Dirigiéndose hacia ellos, envuelto en un resplandor ominoso y siguiendo el centro de la corriente, apareció un iceberg enorme, desigual y brillante, cuyos reflejos cristalinos daban al monolito un halo inconsútil, pero en su profundidad verde azulada conservaba un corazón que no se derretía. Con habilidad nacida de la práctica, los hombres que remaban cambiaron el rumbo y la velocidad de la lancha para evitar el choque; después, dejando los remos en posición horizontal, se detuvieron para contemplar una muralla de frío brillante deslizarse junto a ellos con mortal indiferencia.

–Nunca le des la espalda a la Madre –oyó decir Jondalar al hombre sentado delante de él.

–Markeno, yo diría que fue la Hermana la que trajo a éste... –comentó su vecino.

–¿Cómo... hielo grande... llegó, Carlono? –le preguntó Jondalar.
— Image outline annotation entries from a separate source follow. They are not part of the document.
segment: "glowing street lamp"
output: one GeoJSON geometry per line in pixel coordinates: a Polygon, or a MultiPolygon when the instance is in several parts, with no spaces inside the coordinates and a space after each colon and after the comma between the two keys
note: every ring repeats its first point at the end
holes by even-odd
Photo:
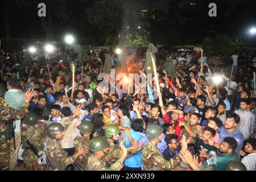
{"type": "Polygon", "coordinates": [[[256,28],[255,27],[252,27],[250,29],[249,31],[250,34],[251,35],[254,35],[256,34],[256,28]]]}
{"type": "Polygon", "coordinates": [[[118,48],[115,49],[115,53],[117,55],[119,55],[122,53],[122,49],[120,49],[119,48],[118,48]]]}
{"type": "Polygon", "coordinates": [[[54,51],[54,47],[52,44],[47,44],[45,47],[46,52],[48,53],[51,53],[54,51]]]}
{"type": "Polygon", "coordinates": [[[217,75],[214,77],[213,77],[212,79],[213,81],[213,83],[218,84],[222,81],[222,78],[221,76],[217,75]]]}
{"type": "Polygon", "coordinates": [[[29,48],[28,51],[32,53],[34,53],[35,52],[36,52],[36,49],[34,47],[31,47],[29,48]]]}
{"type": "Polygon", "coordinates": [[[127,77],[127,76],[125,75],[123,76],[123,82],[126,84],[127,84],[129,82],[129,79],[127,77]]]}
{"type": "Polygon", "coordinates": [[[68,44],[72,44],[75,42],[75,38],[73,36],[68,35],[65,38],[65,42],[68,44]]]}

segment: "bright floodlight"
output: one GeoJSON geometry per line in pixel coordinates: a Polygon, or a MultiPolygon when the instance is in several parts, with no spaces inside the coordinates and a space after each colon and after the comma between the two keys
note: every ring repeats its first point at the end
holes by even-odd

–Témpano –dijo Carlono, enseñándole primero la palabra–. Puede haber venido de un glaciar en movimiento, desde uno de esos montes –prosiguió, avanzando la barbilla hacia los picos blancos, por encima de su hombro, puesto que estaba remando de nuevo–. O puede haber venido de mucho más lejos, probablemente por el Río de la Hermana. Es más profundo, no tiene tantos canales..., especialmente en esta época del año. Ese témpano es mucho más grande de lo que parece. La mayor parte está bajo el agua.

–Es difícil creer... témpano... tan grande llega tan lejos –dijo Jondalar.

–Nos llega hielo cada primavera. No siempre tan grande. Pero no durará mucho más... el hielo está blanco. Un buen golpe y se quebrará y, además, hay una roca en medio de la corriente, justo debajo de la superficie del agua. No creo que ese témpano consiga pasar por la entrada –agregó Carlono.